Allemagne - Disparition

Rebecca Horn, l’artiste de l’inlassable métamorphose

Par Sara Genin · lejournaldesarts.fr

Le 11 septembre 2024 - 591 mots

Elle est décédée vendredi dernier laissant derrière elle une œuvre protéiforme qui a marqué l’art du milieu du XXe siècle.

L’artiste berlinoise Rebecca Horn est décédée le 6 septembre à 80 ans dans son Allemagne natale. Son œuvre reste inclassable bien que les critiques aient essayé de la ranger dans différentes catégories : surréalisme, body art, art cinétique. Les performances et les sculptures de l’artiste sont autant d’objets poétiques non identifiés qui éprouvent les métamorphoses érotiques et traumatiques du corps.

« Théâtre des métamorphoses », la dernière exposition personnelle de Rebecca s’est tenue au Centre Pompidou en 2019. L’exposition explorait les liens de l’artiste avec le 7e art qu’elle affectionnait particulièrement et avec les artistes surréalistes auxquelles elle a souvent été associée. Rebecca Horn n’avait pas eu d’exposition personnelle en France depuis 25 ans.

Née en 1944, Rebecca Horn étudie à l’Ecole des beaux-arts de Hambourg avant d’installer son atelier à Berlin. Elle commence à réaliser des performances dans les années 1970, influencée par Dada et le surréalisme mais aussi par Pier Paolo Pasolini, Luis Buñuel, Buster Keaton et le cinéma underground d’Andy Warhol qu’elle découvre aux beaux-arts. L’artiste a été une des premières femmes à avoir une exposition personnelle au Musée Guggenheim en 1993.

Celle qui appellera une de ses œuvres « la douce prisonnière » fut contrainte de s’enfermer dans un sanatorium pendant un an après une intoxication pulmonaire dans son atelier. Cette expérience d’enfermement reviendra comme une douleur somatique qui structurera toute son œuvre sculptée et performative. Dans La Licorne (1970), une de ses premières œuvres, l’artiste imagine une camisole surmontée d’une corne blanche très similaire au corset de La colonne brisée (1944) de Frida Kahlo. Cette œuvre très ambiguë signe un premier autoportrait performatif à la sémantique complexe et savante qui détourne l’iconographie médiévale de la licorne, symbole de pureté et de chasteté. La même année l’artiste conçoit Pencil Mask, un masque camisole criblé de crayons dans lequel elle s’enferme, non sans humour, pour dessiner avec sa tête.

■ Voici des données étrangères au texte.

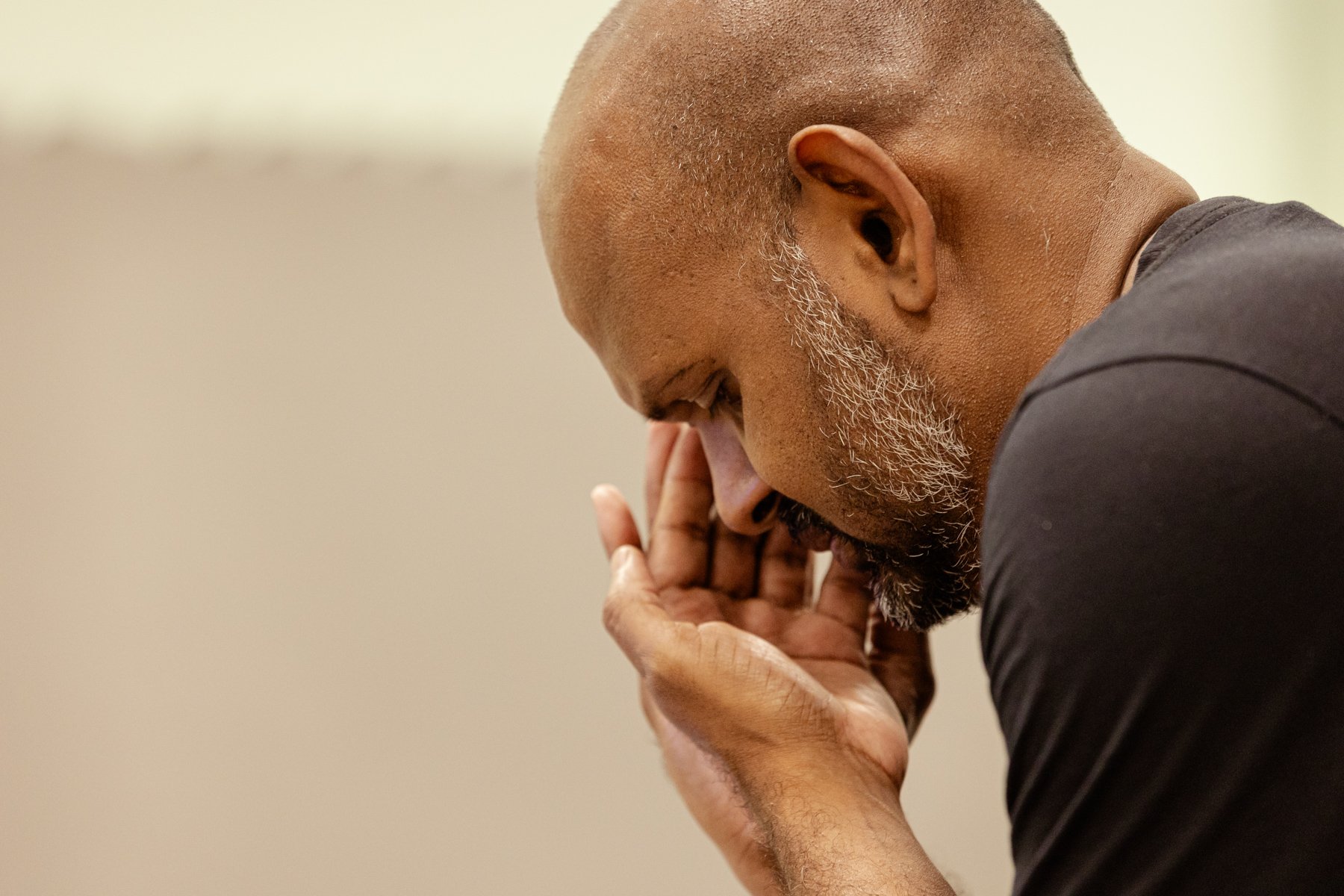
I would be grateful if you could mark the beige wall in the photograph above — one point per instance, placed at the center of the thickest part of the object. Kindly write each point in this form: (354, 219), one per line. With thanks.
(300, 586)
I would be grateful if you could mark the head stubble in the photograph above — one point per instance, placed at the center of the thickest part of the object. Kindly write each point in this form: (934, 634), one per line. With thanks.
(897, 453)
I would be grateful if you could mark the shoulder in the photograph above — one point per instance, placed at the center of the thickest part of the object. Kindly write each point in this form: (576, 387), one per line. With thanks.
(1156, 535)
(1125, 487)
(1234, 282)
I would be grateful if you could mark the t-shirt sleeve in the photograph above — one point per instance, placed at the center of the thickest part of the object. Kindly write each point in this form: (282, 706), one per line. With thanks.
(1163, 613)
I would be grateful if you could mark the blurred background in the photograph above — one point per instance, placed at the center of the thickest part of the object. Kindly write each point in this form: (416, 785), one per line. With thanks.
(299, 590)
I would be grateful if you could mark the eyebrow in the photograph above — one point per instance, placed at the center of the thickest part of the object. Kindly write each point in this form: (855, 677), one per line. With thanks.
(659, 411)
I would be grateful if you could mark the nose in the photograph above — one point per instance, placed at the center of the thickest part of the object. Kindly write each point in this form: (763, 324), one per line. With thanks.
(745, 503)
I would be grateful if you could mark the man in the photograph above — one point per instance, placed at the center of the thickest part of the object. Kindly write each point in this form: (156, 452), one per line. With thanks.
(895, 287)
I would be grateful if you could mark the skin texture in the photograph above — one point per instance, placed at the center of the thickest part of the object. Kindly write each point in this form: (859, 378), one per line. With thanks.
(956, 206)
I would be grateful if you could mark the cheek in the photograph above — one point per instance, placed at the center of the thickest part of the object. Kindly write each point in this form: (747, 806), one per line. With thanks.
(784, 438)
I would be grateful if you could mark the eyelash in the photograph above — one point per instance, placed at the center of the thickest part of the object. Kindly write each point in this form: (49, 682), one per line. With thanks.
(724, 398)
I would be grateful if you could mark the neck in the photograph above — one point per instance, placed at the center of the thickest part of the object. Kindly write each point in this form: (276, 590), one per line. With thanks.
(1137, 198)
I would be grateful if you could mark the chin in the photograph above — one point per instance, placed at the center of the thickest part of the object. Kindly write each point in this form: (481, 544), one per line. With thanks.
(927, 581)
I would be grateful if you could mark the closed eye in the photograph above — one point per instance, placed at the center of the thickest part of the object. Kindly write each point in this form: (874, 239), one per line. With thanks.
(725, 399)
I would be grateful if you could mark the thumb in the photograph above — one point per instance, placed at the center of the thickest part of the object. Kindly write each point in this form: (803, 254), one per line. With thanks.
(615, 521)
(632, 613)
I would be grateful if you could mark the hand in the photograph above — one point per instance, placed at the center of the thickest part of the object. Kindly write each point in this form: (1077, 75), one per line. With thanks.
(744, 677)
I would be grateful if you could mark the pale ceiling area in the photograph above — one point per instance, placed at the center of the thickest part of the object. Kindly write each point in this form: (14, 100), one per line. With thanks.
(1241, 96)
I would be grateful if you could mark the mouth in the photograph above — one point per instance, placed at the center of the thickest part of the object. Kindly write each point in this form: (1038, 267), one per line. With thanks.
(809, 529)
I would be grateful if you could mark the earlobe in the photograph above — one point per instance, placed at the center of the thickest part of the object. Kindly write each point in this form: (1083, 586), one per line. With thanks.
(847, 178)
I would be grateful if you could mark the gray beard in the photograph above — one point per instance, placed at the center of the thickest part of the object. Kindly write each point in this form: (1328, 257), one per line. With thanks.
(898, 454)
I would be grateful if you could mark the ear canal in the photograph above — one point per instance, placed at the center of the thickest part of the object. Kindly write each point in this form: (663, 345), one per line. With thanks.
(878, 234)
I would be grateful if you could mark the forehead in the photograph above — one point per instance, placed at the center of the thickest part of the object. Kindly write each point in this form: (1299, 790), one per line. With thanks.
(656, 321)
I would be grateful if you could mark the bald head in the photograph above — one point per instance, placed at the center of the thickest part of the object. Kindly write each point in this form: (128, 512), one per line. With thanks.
(691, 102)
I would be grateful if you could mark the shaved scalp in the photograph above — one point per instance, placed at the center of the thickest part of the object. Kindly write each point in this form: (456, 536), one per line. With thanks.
(703, 96)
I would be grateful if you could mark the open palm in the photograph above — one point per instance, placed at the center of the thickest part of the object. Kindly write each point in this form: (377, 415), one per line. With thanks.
(747, 656)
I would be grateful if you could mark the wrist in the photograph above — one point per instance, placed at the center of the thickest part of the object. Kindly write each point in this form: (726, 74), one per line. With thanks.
(833, 824)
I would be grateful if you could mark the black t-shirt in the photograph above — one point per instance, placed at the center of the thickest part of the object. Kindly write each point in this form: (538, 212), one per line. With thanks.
(1164, 574)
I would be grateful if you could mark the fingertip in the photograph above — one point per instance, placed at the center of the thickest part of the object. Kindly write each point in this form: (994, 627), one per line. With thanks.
(604, 492)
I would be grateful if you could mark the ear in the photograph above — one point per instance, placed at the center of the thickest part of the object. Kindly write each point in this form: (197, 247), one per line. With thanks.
(862, 208)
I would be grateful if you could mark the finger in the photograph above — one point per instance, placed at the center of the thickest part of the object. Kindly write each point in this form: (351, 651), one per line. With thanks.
(679, 544)
(662, 441)
(732, 564)
(844, 595)
(900, 662)
(785, 576)
(632, 613)
(615, 521)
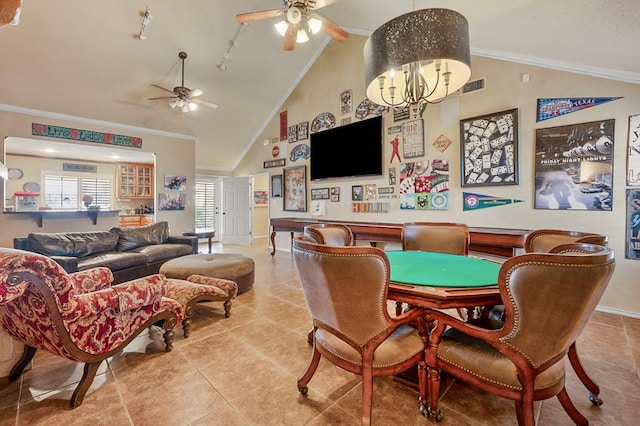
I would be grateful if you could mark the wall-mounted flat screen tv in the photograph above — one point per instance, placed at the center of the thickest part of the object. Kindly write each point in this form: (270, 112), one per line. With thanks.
(352, 150)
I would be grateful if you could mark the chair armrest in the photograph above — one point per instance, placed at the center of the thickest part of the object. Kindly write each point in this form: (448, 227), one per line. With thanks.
(189, 240)
(124, 297)
(92, 279)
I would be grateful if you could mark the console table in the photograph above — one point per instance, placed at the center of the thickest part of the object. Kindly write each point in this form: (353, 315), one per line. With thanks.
(495, 241)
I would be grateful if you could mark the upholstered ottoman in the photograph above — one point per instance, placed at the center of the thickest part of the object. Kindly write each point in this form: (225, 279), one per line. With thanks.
(230, 266)
(198, 288)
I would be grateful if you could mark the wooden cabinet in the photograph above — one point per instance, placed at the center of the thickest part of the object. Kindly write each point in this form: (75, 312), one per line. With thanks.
(135, 180)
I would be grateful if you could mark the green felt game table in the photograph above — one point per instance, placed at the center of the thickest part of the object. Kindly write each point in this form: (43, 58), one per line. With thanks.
(442, 281)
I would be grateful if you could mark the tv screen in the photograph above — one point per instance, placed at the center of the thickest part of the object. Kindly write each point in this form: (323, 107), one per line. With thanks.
(352, 150)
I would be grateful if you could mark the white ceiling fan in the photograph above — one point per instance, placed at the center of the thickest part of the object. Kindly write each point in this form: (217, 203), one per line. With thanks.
(184, 98)
(298, 22)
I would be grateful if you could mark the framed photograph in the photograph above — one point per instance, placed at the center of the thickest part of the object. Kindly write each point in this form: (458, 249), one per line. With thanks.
(574, 166)
(335, 194)
(295, 189)
(357, 193)
(276, 186)
(413, 139)
(320, 194)
(280, 162)
(260, 198)
(633, 153)
(175, 183)
(490, 149)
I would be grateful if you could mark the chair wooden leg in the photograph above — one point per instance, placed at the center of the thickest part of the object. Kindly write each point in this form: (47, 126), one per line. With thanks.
(90, 369)
(168, 340)
(367, 393)
(25, 359)
(571, 409)
(308, 374)
(589, 383)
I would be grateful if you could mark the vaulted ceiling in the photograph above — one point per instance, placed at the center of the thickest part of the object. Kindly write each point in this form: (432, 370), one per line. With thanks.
(83, 57)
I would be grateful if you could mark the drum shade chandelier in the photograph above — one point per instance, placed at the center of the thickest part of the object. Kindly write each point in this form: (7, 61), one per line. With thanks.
(418, 58)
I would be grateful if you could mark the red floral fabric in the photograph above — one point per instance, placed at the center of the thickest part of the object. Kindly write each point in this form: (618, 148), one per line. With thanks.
(40, 303)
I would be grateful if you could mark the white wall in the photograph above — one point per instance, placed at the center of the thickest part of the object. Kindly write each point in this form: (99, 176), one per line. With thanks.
(340, 67)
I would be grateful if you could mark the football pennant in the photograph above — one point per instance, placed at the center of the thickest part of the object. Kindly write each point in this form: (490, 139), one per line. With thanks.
(555, 107)
(479, 201)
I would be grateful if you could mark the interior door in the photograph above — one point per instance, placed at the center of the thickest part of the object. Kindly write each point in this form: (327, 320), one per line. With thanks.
(236, 210)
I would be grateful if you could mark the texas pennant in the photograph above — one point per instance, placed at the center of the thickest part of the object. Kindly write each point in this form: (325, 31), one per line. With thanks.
(479, 201)
(555, 107)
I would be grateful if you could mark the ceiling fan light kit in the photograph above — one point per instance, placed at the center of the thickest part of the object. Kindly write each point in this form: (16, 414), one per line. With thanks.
(297, 22)
(418, 58)
(183, 97)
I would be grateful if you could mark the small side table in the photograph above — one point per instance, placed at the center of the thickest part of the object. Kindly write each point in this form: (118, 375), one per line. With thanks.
(201, 234)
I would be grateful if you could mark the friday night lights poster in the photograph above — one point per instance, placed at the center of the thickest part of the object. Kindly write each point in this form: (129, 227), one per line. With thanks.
(574, 167)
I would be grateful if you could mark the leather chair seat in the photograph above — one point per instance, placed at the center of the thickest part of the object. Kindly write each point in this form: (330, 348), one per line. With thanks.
(489, 364)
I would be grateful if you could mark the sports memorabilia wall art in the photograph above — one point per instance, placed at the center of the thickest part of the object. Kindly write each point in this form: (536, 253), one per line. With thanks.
(574, 166)
(489, 153)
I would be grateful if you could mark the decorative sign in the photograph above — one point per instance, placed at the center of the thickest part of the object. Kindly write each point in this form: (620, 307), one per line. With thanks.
(442, 143)
(84, 168)
(413, 139)
(367, 107)
(303, 131)
(632, 250)
(555, 107)
(479, 201)
(324, 120)
(84, 135)
(400, 114)
(346, 102)
(574, 166)
(274, 163)
(633, 158)
(300, 151)
(489, 149)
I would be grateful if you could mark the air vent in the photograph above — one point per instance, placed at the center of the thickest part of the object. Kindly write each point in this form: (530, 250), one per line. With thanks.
(474, 86)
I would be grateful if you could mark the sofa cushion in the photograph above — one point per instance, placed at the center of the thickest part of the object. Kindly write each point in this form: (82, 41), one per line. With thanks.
(163, 251)
(113, 260)
(75, 244)
(138, 236)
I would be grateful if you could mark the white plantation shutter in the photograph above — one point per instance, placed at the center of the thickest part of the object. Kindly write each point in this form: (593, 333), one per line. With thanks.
(205, 197)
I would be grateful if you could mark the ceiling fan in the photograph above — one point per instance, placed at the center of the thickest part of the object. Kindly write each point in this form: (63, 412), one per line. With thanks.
(298, 21)
(183, 97)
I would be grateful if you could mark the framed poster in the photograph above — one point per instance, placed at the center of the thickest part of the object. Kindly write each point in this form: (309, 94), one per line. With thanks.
(632, 249)
(276, 186)
(633, 153)
(357, 193)
(490, 149)
(574, 166)
(295, 189)
(320, 194)
(413, 139)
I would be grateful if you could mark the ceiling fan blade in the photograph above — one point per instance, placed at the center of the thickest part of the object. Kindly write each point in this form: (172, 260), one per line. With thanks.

Très vite, Rebecca Horn commence à réaliser les étonnantes sculptures prothétiques qu’elle met en scène sur son propre corps et qui seront sa signature. À mi-chemin entre objets surréalistes et parures sophistiquées, les sculptures effacent les frontières entre le corps humain et les machines, entre l’homme et le règne animal. Rebecca Horn commence à fabriquer des parures hybrides comme Feather fingers (1972), une prothèse érotique zoomorphe réalisée avec des plumes et Finger gloves (1972), d’inquiétants gants proto cybernétiques de 90 cm de long.

Dans les années 1980-1990, Rebecca Horn commence à réaliser des sculptures cinétiques. Les objets cinétiques de Rebecca Horn s’affranchissent progressivement du corps de l’artiste pour devenir des sculptures autonomes. Kiss of the Rhinoceros (1989), exposée à la Biennale de Venise en 2022, est une sculpture cinétique qui évoque à la fois un objet rituel et un instrument chirurgical entre attraction et répulsion. Dans Rêve de champagne d’une biche ivre morte (1988), acquis par le Centre Pompidou en 2005, l’artiste rend un hommage à La mariée mise à nu par les célibataires de Marcel Duchamp à travers une œuvre ubuesque et humoristique.

Rebecca Horn a aussi réalisé des œuvres monumentales qui explorent les mêmes obsessions à grande échelle comme Concert of Anarchy (Piano) (1990), un piano suspendu au plafond qui vomit toute sa mécanique devant les spectateurs, actuellement conservé à la Tate Modern. L’artiste a également conçu des installations moins connues sur la Shoah dont le très émouvant Konzert für Buchenwald (1999), un concert silencieux de centaines de guitares alignées au sol en mémoire des victimes.